Nur wer weiß, was er an Kapital zur Verfügung hat, kann Entscheidungen treffen, wie es in seinem Leben weitergehen soll. Bei vielen hat sich erst jetzt genügend Bildung, Erfahrung, Geld angesammelt, um nicht mehr nur im Konjunktiv über die eigene Zukunft nachzudenken. In diesem Sinn ist eine ordentliche Zwischenbilanz eine solide Basis, sein Leben noch einmal – oder endlich – in die Hand zu nehmen. So richtig es ist, sich an einem entscheidenden Punkt im Leben darüber klar zu werden, wie es weitergehen soll, so falsch wäre die Annahme, dass mit dem Erwachsensein alle Ungewissheiten vom Tisch wären.

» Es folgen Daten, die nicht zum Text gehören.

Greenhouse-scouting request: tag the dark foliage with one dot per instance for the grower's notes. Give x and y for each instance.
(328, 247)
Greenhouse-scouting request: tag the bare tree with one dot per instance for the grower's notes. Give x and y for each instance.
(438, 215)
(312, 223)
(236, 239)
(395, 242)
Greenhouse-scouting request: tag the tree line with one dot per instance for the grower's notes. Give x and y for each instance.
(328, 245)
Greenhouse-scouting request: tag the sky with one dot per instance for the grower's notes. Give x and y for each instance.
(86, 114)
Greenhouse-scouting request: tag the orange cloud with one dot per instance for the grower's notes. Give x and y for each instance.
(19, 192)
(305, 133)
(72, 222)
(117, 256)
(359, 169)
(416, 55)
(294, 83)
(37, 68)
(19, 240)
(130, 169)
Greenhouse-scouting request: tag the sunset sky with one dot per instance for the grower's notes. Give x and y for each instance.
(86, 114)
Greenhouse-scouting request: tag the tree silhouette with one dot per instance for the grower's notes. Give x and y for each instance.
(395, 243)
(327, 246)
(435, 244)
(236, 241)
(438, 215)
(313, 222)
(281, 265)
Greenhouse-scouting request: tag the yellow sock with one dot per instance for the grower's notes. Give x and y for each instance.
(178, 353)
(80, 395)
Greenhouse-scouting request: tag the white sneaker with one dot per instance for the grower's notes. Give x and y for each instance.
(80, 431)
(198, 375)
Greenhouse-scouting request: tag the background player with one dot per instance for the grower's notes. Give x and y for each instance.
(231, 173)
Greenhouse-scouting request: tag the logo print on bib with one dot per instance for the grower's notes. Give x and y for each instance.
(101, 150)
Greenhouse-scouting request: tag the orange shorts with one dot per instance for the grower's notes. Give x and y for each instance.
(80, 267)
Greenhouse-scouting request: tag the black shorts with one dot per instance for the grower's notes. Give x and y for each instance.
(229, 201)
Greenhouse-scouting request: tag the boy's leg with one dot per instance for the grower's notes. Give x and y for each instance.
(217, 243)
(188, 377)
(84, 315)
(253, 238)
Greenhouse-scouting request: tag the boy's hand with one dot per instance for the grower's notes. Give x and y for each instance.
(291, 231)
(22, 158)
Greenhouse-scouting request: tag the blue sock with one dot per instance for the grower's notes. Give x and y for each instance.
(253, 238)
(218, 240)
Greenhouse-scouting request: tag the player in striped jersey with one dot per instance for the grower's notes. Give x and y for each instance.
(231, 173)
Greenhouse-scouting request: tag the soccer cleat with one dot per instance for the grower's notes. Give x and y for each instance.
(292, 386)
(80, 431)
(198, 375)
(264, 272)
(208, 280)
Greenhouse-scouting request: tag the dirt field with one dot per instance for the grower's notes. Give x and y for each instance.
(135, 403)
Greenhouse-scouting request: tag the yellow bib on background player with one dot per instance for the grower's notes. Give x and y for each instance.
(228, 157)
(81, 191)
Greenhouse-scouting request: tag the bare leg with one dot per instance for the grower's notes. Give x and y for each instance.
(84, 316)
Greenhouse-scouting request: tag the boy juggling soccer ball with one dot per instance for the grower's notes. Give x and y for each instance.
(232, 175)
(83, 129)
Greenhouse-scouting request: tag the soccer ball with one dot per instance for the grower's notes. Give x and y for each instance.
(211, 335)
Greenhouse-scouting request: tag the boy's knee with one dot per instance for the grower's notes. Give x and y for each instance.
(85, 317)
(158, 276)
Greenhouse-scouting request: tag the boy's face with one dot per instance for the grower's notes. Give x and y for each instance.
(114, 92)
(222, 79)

Die Sicherheit, die jenes Bild vom perfekten Dreißigjährigen suggeriert, gibt es nicht mehr. Der ganz normale Alltag eines Familienlebens oder die Überraschungen einer Berufswelt, in der Sicherheiten wie eine lebenslange Festanstellung zur Ausnahme geworden sind, kann man sogar noch vorausahnen. Doch gegen das, was Psychologen eine »Normalitätskrise« nennen, schützt professionelle Jugendlichkeit wahrscheinlich am besten – wenn sie zum Beispiel darin besteht, Optionen offen zu halten. Sonst bleibt die Wahrscheinlichkeit, enttäuscht zu werden, einfach zu groß.

Über eines kann sich allerdings niemand hinweglügen: Wiederholungen stellen sich in fast allen Bereichen des Erlebens ein. Wir waren verliebt. Wir führten Beziehungen. Wir gingen auf Reisen. Wir waren verunsichert, betrunken, traurig. Und in dem Moment, in dem wir uns dessen bewusst werden, können wir diese Erkenntnis nicht mehr rückgängig machen. Was du mit dreißig nicht erlebt hast, wirst du nie mehr so unbefangen erleben können. Muss das ein Problem sein? Der vielleicht interessanteste all der Vergleiche, die man um die dreißig anstellt: Ein junger Karrierist plagt sich mit den gleichen Zweifeln wie einer, der seine Jugend verschlafen hat. Umarmen wir also unsere Vergangenheit. Und blicken in die Zukunft.